Ce n’est pas un simple intérêt de curiosité que j’aspire à satisfaire en écrivant l’histoire de ces temps agités. Mon but est surtout de faire comprendre que, lorsqu’il s’agit de notre for intérieur, du domaine de l’âme et de ses rapports avec son Créateur, le jugement des hommes ne doit ni se substituer au jugement de Dieu, ni le prévenir : il est de répondre à d’impérieux besoins rendus chaque jour plus manifestes, et de faire appel à notre sens intime, à la conscience, en revendiquant ses droits. Il est encore aujourd’hui ce qu’il était il y a quinze ans lorsque, publiant pour la première fois ce livre, je lui donnais pour épigraphe cette parole que Tacite met dans la bouche de Thraséas, et que chacun de nous peut s’adresser à soi-même : « Tu es né dans ces temps où il importe que l’âme soit fortifiée par d’héroïques exemplesd. » Qui ne reconnaît là, en effet, le besoin véritable de notre époque, qui ne voit, au spectacle de tant de ruines accumulées autour de nous, de tant d’exemples décourageants et de poursuites honteuses, que le sens moral s’affaiblit, que le premier intérêt comme le premier devoir est de le réveiller, de rendre la force et l’autorité aux plus nobles ressorts de l’âme humaine, à la conscience ?

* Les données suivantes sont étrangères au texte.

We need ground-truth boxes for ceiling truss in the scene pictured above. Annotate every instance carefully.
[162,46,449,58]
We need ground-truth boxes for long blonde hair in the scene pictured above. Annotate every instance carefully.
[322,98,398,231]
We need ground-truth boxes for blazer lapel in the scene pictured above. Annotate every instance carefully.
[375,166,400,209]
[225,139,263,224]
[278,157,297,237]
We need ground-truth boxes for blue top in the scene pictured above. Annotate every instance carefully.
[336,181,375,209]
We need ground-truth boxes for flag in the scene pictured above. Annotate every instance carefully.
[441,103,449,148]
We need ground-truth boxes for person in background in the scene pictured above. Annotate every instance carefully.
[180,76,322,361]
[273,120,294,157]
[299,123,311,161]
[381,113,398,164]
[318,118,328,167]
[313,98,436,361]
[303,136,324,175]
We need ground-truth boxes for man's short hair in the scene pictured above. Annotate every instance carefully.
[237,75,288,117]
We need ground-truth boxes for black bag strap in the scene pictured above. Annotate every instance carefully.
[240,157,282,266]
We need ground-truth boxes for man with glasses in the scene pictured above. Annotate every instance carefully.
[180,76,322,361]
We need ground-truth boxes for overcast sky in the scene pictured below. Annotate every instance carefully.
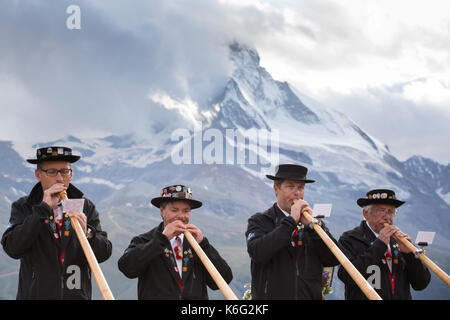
[0,0,450,164]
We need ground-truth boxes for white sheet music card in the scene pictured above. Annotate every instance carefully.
[63,199,84,212]
[416,231,436,244]
[313,203,333,217]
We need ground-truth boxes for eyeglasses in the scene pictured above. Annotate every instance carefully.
[39,168,72,177]
[374,209,397,217]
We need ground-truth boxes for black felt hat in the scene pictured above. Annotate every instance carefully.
[356,189,405,208]
[27,147,80,164]
[266,164,315,183]
[151,184,202,209]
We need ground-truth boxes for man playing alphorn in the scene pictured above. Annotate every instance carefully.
[338,189,431,300]
[2,147,112,300]
[118,185,233,300]
[245,164,339,300]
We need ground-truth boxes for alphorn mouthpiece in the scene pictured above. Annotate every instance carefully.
[59,190,67,200]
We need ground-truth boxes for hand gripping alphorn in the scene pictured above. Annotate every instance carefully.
[184,231,238,300]
[384,223,450,287]
[294,200,382,300]
[59,191,114,300]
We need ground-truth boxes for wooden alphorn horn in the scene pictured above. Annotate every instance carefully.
[184,230,238,300]
[384,222,450,287]
[294,200,382,300]
[59,191,114,300]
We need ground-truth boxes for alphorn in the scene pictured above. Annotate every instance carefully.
[59,191,114,300]
[184,230,238,300]
[384,222,450,287]
[294,200,382,300]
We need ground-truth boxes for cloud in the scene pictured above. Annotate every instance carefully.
[0,0,450,162]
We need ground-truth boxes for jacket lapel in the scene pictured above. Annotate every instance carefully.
[159,223,181,291]
[182,238,194,283]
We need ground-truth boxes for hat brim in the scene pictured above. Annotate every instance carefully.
[266,174,316,183]
[356,198,405,208]
[150,197,202,209]
[27,155,80,164]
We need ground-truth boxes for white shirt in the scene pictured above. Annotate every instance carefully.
[170,233,184,278]
[366,220,392,272]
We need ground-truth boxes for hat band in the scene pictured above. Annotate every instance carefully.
[161,191,192,199]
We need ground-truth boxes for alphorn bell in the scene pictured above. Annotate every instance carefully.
[294,199,382,300]
[59,191,114,300]
[184,230,238,300]
[384,222,450,287]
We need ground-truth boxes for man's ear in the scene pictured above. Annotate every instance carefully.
[273,183,280,196]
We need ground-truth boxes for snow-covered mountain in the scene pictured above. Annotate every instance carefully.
[0,43,450,299]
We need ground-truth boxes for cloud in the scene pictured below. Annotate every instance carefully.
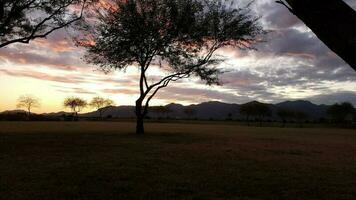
[0,69,85,84]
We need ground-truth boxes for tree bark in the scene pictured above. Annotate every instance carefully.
[277,0,356,70]
[136,99,145,135]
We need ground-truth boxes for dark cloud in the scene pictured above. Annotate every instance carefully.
[0,69,86,84]
[309,91,356,107]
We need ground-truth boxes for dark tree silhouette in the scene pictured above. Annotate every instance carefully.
[240,101,271,126]
[89,97,115,119]
[16,95,41,120]
[63,97,88,119]
[327,102,355,123]
[276,0,356,70]
[78,0,263,134]
[0,0,95,48]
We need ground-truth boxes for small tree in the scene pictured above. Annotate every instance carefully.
[255,103,272,126]
[0,0,96,48]
[63,97,88,119]
[89,97,115,119]
[78,0,263,134]
[240,101,271,126]
[16,95,40,119]
[327,102,355,123]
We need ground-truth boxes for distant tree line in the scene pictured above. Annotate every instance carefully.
[0,95,356,127]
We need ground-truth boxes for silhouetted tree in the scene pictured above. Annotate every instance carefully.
[277,108,294,127]
[0,0,97,48]
[276,0,356,70]
[240,101,271,126]
[78,0,263,134]
[89,97,115,119]
[16,95,41,119]
[327,102,355,123]
[63,97,88,119]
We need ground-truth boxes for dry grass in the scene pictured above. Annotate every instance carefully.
[0,122,356,200]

d – In ea tempora natus es quibus firmare animum expediat constantibus exemplis. (Annal. xvi.)
Elle seule donne la vie et la durée aux œuvres de l’homme, depuis les plus humbles jusqu’aux plus sublimes, jusqu’aux chefs-d’œuvre de l’art et aux constitutions des empires, et sa force n’est jamais aussi invincible que lorsqu’elle la puise à la source de tout bien et de toute vérité, cherchant ses inspirations généreuses en Dieu même, conformant tous ses actes aux prescriptions divines, à ces lois éternelles que l’Évangile nous a révélées par la bouche du Sauveur.
Mais l’Évangile n’est point le livre mutilé, sans vie et sans puissance qu’accepte, sous ce nom, une école rétrograde qui se croit celle du progrès ; je ne reconnais pas le Sauveur dans ce fils de Marie, qu’une science inféconde et inconséquente autant qu’incomplète s’efforce en vain de réduire à son étroite mesure ; je ne le vois pas dans ce Jésus qu’elle dépouille de sa dignité incomparable, de sa grandeur surhumaine et de ses divines perfections, qu’elle nous donne tout ensemble comme rempli de la plus haute sagesse et en proie aux délirantes illusions de l’enthousiasme, comme pénétrant les secrètes pensées des hommes et s’ignorant lui-même, qu’elle nous présente enfin pour notre modèle idéal, pour notre guide et notre maître, et en même temps comme s’attribuant, à son insu, des pouvoirs qui ne lui furent pas donnés, comme usurpant, sans le savoir, son titre de Messie, son caractère sacré de Médiateur et de Christ.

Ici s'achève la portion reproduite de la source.